Inzwischen wurde sogar der Ausstellungsbetrieb im Gleisdorfer „Museum im Rathaus“ eingestellt und dieser wichtige wie zentrale Veranstaltungsort bleibt ab nun weitgehend privater Initiative überlassen. So schaut’s aus, punktum. Es gab keinen Moment, wo etwa das Kulturreferat bekanntermaßen engagierte Leute an einen Tisch gebeten hätte, so im Sinne von: „Wir sollten über den Status quo reden“.

Also kein kulturpolitischer Diskurs. Also minus 75 Prozent. Also keine Gespräche. So ist es gekommen. Wird es so bleiben? Zum Glück nicht ganz. Das war alles sehr anregend. (Ironie!) Die Politik beginnt nun doch noch, auf unser Bestreben zu reagieren. Worum geht es aber insgesamt?

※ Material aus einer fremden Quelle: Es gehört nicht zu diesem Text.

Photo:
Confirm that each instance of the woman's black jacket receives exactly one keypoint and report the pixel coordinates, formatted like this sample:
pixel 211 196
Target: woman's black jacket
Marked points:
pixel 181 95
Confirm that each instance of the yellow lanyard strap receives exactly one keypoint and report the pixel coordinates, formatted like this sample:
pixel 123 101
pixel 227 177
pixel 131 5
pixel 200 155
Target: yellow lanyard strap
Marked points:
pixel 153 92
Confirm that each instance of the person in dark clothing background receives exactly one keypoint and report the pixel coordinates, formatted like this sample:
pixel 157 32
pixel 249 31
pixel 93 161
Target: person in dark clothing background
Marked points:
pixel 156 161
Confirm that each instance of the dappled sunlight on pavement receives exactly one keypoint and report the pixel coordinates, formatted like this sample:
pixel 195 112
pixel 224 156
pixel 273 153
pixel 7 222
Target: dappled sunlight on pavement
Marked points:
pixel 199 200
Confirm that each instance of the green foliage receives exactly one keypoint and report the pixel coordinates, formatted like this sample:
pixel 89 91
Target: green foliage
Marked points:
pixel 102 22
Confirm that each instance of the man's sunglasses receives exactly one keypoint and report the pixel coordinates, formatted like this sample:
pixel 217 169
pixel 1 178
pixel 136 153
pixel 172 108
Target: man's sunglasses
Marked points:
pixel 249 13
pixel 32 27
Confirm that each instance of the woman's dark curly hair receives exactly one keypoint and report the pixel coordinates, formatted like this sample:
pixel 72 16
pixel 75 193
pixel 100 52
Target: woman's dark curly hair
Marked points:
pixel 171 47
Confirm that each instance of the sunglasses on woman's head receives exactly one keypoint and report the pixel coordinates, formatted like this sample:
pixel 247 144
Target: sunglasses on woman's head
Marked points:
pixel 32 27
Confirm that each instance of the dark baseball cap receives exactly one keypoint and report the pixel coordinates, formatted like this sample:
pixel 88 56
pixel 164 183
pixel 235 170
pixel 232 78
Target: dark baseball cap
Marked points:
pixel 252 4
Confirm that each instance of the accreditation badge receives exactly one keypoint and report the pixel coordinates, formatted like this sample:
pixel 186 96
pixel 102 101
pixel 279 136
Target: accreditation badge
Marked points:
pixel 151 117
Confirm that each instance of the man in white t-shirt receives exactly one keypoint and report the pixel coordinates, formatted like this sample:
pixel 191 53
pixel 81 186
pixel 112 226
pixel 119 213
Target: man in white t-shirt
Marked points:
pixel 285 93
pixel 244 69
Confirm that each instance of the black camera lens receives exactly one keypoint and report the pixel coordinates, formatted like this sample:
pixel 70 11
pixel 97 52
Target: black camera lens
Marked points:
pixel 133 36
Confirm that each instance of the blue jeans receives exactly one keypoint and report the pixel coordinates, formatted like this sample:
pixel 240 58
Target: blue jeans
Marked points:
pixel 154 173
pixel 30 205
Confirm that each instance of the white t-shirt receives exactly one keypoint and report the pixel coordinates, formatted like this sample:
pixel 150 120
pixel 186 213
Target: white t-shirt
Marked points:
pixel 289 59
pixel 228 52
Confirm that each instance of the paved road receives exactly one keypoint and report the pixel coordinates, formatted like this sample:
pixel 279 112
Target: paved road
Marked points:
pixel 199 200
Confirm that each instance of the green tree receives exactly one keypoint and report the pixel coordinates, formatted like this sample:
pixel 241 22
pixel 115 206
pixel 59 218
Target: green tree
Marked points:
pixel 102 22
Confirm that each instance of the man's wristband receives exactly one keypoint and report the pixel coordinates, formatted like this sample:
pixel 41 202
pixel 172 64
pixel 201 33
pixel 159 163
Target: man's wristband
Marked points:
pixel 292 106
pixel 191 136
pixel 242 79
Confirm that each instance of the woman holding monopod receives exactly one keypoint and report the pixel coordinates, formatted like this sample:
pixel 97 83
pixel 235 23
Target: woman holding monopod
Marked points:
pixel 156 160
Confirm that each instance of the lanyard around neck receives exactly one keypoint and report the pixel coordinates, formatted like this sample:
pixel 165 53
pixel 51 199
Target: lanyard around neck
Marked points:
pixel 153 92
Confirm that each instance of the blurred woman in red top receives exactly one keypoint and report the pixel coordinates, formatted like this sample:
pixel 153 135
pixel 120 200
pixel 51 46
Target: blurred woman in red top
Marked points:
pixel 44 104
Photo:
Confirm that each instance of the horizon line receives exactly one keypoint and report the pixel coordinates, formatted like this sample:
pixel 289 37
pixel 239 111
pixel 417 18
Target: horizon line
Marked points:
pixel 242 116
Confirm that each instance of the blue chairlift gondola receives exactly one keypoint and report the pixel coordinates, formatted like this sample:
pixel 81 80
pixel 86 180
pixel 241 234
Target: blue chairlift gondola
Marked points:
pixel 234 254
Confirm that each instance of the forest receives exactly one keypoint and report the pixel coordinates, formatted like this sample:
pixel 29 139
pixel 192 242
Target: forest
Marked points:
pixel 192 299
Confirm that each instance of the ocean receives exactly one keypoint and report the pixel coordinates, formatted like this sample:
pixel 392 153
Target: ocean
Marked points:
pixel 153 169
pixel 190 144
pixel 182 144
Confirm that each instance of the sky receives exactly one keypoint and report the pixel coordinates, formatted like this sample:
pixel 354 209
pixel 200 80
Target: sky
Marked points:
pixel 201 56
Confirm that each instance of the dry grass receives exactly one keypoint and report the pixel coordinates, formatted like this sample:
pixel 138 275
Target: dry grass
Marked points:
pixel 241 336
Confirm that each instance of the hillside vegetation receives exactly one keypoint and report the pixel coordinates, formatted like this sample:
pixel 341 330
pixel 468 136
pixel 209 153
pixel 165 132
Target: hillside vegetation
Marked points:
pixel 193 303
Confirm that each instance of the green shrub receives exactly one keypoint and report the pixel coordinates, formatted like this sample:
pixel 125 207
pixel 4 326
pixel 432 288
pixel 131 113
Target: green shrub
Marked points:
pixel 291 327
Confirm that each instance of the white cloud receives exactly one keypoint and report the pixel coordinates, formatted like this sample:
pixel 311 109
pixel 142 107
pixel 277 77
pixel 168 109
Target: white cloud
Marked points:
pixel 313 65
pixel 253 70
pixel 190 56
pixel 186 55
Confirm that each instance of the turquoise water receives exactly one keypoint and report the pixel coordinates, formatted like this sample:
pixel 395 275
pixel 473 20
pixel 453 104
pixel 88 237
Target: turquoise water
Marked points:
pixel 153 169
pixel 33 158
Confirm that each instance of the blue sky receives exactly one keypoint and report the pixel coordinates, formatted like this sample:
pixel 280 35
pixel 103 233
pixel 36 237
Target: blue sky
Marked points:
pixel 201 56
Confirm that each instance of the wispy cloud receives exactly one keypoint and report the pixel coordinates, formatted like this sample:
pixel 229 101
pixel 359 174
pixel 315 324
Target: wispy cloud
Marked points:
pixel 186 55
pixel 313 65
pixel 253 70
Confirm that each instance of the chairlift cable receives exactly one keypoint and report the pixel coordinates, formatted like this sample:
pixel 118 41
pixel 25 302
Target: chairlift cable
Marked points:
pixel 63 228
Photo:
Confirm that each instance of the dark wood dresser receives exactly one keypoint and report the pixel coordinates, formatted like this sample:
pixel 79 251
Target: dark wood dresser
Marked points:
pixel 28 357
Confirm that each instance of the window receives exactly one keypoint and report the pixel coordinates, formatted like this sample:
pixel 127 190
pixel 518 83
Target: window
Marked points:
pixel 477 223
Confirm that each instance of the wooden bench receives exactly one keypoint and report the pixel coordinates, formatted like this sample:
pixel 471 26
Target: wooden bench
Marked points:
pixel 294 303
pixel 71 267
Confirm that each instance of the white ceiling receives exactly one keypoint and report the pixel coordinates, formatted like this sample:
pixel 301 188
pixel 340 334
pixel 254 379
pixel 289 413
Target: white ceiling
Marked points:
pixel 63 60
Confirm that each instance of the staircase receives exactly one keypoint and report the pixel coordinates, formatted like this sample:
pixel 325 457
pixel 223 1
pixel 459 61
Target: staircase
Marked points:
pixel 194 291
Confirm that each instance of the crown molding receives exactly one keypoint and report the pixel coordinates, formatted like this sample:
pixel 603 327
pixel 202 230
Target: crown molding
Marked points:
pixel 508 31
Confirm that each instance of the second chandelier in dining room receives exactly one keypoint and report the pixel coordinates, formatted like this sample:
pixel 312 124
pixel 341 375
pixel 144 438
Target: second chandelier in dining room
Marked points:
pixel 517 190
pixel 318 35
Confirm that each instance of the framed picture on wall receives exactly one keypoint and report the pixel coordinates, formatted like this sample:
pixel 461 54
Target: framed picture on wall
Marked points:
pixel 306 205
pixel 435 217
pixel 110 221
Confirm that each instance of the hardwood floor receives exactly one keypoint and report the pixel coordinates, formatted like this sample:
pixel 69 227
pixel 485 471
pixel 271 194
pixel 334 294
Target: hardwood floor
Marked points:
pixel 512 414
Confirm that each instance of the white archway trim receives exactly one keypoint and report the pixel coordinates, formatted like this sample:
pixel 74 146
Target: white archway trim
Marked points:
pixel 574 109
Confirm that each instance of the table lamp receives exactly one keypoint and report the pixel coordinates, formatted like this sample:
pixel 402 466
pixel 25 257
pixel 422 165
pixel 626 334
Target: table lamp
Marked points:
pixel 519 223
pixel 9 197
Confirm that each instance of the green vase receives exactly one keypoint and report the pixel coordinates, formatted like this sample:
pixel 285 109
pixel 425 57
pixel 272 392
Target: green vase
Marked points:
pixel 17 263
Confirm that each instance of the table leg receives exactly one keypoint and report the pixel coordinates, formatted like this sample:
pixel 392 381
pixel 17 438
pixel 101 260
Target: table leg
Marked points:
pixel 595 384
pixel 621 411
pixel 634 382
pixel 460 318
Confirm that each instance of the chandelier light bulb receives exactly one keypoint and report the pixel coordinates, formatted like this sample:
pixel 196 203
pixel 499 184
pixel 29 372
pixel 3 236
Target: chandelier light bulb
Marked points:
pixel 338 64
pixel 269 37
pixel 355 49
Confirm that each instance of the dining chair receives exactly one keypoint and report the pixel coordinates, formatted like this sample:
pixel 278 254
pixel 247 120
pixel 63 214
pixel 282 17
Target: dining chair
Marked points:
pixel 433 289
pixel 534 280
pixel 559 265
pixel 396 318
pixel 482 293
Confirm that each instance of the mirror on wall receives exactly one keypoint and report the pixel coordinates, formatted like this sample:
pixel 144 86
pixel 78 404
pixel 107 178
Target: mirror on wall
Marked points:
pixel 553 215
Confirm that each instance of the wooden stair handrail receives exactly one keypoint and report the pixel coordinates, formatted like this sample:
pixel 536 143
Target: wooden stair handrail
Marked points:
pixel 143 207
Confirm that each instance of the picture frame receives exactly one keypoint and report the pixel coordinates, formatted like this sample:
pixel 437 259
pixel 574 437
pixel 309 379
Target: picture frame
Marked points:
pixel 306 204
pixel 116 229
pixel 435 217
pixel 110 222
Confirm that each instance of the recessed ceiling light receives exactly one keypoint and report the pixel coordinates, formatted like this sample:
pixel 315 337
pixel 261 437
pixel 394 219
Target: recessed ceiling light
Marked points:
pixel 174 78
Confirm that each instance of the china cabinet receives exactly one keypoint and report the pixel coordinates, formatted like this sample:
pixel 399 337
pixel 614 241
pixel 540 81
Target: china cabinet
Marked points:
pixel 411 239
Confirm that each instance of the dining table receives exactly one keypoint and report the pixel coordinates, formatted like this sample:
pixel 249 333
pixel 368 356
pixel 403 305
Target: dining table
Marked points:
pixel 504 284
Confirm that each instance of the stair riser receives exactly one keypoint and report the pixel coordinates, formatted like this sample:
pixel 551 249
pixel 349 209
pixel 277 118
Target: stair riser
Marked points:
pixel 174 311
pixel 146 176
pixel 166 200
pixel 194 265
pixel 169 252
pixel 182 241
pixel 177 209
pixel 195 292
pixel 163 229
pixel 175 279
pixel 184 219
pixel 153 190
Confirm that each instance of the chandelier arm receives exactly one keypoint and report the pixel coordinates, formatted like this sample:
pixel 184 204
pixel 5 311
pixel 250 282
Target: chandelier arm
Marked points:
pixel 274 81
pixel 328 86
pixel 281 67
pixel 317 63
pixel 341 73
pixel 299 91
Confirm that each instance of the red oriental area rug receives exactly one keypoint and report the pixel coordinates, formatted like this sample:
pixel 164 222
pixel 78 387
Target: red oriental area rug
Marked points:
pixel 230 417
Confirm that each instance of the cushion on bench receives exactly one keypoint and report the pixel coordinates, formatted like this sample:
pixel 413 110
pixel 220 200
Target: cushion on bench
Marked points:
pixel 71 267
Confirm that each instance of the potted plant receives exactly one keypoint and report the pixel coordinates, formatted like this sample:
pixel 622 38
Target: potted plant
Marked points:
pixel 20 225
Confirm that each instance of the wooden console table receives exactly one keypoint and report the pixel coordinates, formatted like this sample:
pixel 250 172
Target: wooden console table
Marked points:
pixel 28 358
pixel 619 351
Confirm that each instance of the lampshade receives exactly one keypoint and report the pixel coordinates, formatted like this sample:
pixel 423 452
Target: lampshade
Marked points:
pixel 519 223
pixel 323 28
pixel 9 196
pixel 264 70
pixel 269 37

Schloß Hainfeld war ja gerade erst unser Treffpunkt, um den Themenbrocken „Kunst Wirtschaft Wissenschaft“ in unsere Praxis herüberzuführen: [link] Siehe dazu auch die Notiz: [link] Das ist einer der Themenschwerpunkte im aktuellen Konzentrationsprozeß.

Gerhard Flekatsch

Ein anderer Aspekt betrifft die Frage nach dem Rang Kultur- und Kunstschaffender innerhalb der Regionalentwicklung. Da haben die Kommunen der „Energie-Region“ gerade einen anspruchsvollen Prozeß gestartet, der unter dem Aspekt von „BürgerInnenbeteiligung“ in die nächsten Jahre hinein wachsen soll. „Vision 2050“ ist für uns auf jeden Fall ein Anlaß, um zu demonstrieren, was kulturelle Kompetenzen in einer regionalen Gesellschaft sind und bedeuten.

Wir haben beim aktuellen Plenum erörtert und beschlossen, dem eine Serie von Arbeitstreffen folgen zu lassen. Die Themen-Website dazu gib schon einen Überblick, was in der Sache bisher zur Diskussion stand: [link] Nun wird „kunst ost“ seine Rolle in diesem Prozeß noch präzisieren.

Das bedeutet, wir bemühen uns, klarer erkennbar zu machen, daß zwar die künstlerische Praxis selbst kein soziales oder politisches Werkzeug ist und daß unsere künstlerische Arbeit sich selbst verpflichtet bleiben sollte, daß aber Kompetenzen, die wir aus der Befassung mit Kunst beziehen, im Gemeinwesen wichtig sind.

Wir haben außerdem erörtert, wo ein kulturpolitischer Diskurs ansetzen kann, da uns die letzten zwei Jahre mehr als deutlich gezeigt haben: Es gibt in den Kommunen der Region keinen breiten Konsens, sich für eine zeitgemäße Kulturpolitik zu engagieren, weil es darüber keine ausreichende Sachkenntnis gibt.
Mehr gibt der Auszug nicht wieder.